The debate slowly transformed into a discussion about the economy. And while there are several signs of a healthy economy, Democrats denied that notion and disagreed that it works for all Americans. “The middle class is getting killed. The middle class is getting crushed,” said Biden. Several Democrats lamented about poverty in America. “Today in America, we have the highest rate of childhood poverty of almost any major country on Earth,” said Sanders. Democrats continued to make their cases for how to solve economic issues and help working families and the poor. Warren was asked about her wealth tax program. She spoke at length about how this 2 percent tax will work and generate enough revenue to fund her proposed programs. However, she avoided answering the question of how she would respond to her critics claiming that this tax will “stifle growth and investment.” “Oh, they’re just wrong,” said Warren with excitement.

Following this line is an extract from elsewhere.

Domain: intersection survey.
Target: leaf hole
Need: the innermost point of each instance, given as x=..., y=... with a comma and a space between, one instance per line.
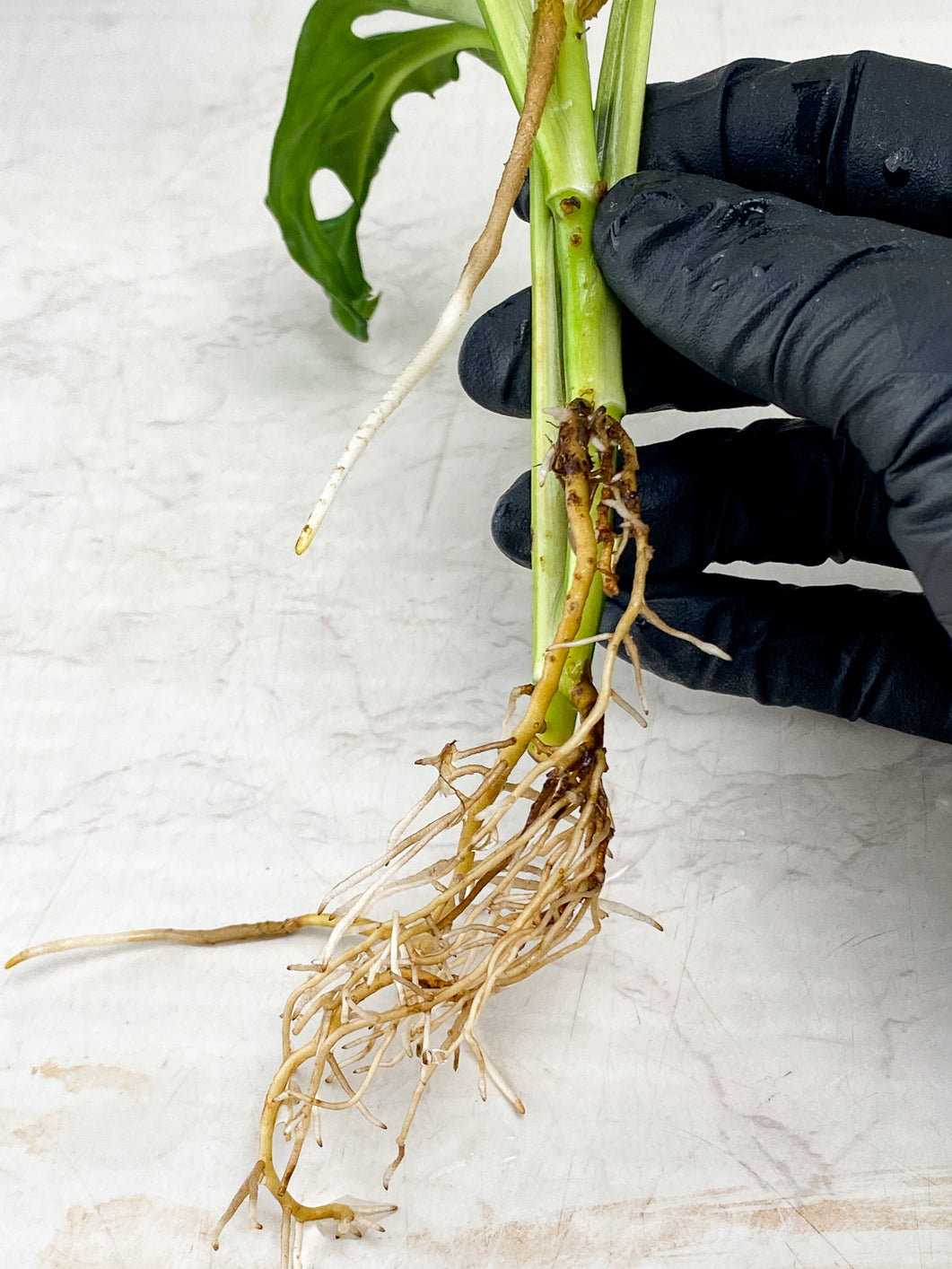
x=388, y=23
x=329, y=195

Things got interesting when one of the moderators asked if any of the candidates will support funding for relocations of the families from the places impacted by climate change. Klobuchar hesitated to give a positive answer. Steyer boldly said that he would declare a national emergency on day one of his presidency. He also called on Buttigieg “to prioritize this higher because the people in his generation understand that this is a crisis that we have to go on right now.” Biden responded that he is willing to risk and move some jobs from the gas and oil industry. Democrats agreed on an assessment that climate change is a global issue, with Sanders concluding that the United States must lead the world in this matter. “Just maybe, instead of spending $1.8 trillion a year globally on weapons of destruction, maybe an American president, i.e. Bernie Sanders, can lead the world, instead of spending money to kill each other,” said Sanders.
Democrats also talked about the US-China relationship during the debates. It was especially important to address the situation in Hong Kong and the imprisonment of thousands of Uighurs in camps. Buttigieg suggested going as far as to isolate China: “they will be isolated from the free world, and we will lead that isolation diplomatically, and economically.” Yang mentioned that he has spent some time in Hong Kong where his family lives. He was worried about artificial intelligence that the Chinese government uses in order to identify protestors. And Biden warned that his administration would even go overseas to protect those harmed by China. “We have to be firm. We don’t have to go to war. But we have to make it clear this is as far as you go, China,” said Biden.
This was the segment where most of the Democrats skewed to the left in an attempt to win over the progressive base. That was the part with the boldest statements, such as offering a fast track to citizenship to families impacted by separation policy or giving legal status to 11 million illegal immigrants. There was also a question of reparation to those children who will have a life-lasting trauma because they were separated from their parents at the border. Steyer argued about the importance of immigration shifted the debate to Trump: “He’s been vilifying nonwhite people. He’s been trying to inflame his base and scare them that if, in fact, white people lose control of this country that they’re going to lose control of their lives.”